The M. pneumoniae WC model will be the most comprehensive, most systematically constructed, and most extensible WC model to date. The model will represent all of the major cellular functions of M. pneumoniae, including the function each characterized gene. The model will be based primarily on M. pneumoniae genomic data. The model will be used to drive the development of WC modeling methods, as well as to help design a reliable, energy efficient, fast-growing chassis for future bioengineering.
Homo sapiens (H1-hESC)
The H1 human embryonic stem cell (hESC) model is the first step toward WC models of human cells.

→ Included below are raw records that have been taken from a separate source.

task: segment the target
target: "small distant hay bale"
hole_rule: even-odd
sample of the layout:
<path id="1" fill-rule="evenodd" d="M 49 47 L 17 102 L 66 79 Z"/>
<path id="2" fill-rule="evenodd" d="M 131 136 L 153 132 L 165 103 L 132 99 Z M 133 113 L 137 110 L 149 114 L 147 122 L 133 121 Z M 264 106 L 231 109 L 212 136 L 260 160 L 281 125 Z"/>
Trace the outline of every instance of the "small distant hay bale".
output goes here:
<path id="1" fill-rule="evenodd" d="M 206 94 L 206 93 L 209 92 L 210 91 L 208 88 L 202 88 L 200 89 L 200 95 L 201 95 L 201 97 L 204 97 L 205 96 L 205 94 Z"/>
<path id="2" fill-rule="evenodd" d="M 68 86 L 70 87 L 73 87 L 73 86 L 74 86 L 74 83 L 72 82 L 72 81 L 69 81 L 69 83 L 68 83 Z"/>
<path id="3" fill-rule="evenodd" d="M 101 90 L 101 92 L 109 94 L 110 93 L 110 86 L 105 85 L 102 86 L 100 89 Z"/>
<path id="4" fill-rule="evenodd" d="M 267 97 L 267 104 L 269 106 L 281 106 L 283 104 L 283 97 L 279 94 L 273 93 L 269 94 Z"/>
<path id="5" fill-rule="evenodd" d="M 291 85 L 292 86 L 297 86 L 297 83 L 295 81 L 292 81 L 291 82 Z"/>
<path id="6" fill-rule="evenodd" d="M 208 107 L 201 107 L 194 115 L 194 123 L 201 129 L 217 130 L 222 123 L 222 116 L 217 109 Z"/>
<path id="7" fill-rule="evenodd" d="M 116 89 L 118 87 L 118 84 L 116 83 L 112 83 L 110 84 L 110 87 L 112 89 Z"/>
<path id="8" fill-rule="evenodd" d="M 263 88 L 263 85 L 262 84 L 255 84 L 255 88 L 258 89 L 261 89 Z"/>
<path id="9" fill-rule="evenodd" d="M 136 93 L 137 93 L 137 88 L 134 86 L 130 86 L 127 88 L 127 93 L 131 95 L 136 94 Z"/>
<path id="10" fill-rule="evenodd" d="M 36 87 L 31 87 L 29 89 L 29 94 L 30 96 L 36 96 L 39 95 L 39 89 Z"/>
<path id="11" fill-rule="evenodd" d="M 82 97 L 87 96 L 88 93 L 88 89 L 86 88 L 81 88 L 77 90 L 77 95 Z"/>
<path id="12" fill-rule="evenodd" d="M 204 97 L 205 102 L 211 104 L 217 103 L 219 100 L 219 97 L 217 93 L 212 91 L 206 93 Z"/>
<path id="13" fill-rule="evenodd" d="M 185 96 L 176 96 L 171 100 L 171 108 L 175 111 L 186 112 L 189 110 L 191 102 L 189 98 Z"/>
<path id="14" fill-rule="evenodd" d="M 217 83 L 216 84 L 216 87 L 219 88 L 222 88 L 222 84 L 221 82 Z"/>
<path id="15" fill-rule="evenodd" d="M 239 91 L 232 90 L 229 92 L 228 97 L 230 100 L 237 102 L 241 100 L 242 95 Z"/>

The model will represent the core cellular functions of all human cells including their metabolism, DNA replication, transcription, translation, protein complexation, RNA and protein degradation, and division. The model focuses on H1-hESCs because ESCs behave as individual cells, because ESC lines are karyotypically normal, because ESCs grow quickly, and because H1-hESC has been extensively characterized. In addition to demonstrating the feasibility of human WC models and driving the development of WC modeling tools, the model will be used to gain insights into how stem cells maintain pluripotency.
Homo sapiens cancer signaling (MCF10A)
A mechanistic ordinary differential equation model describing the interactions between commonly mutated pan-cancer signaling pathways—receptor tyrosine kinases, Ras/RAF/ERK, PI3K/AKT, mTOR, cell cycle, DNA damage, and apoptosis.
Availability: Bouhaddou M et al. A mechanistic pan-cancer pathway model informed by multi-omics data interprets stochastic cell fate responses to drugs and mitogens. PLoS Comput Biol 26, e1005985 (2018).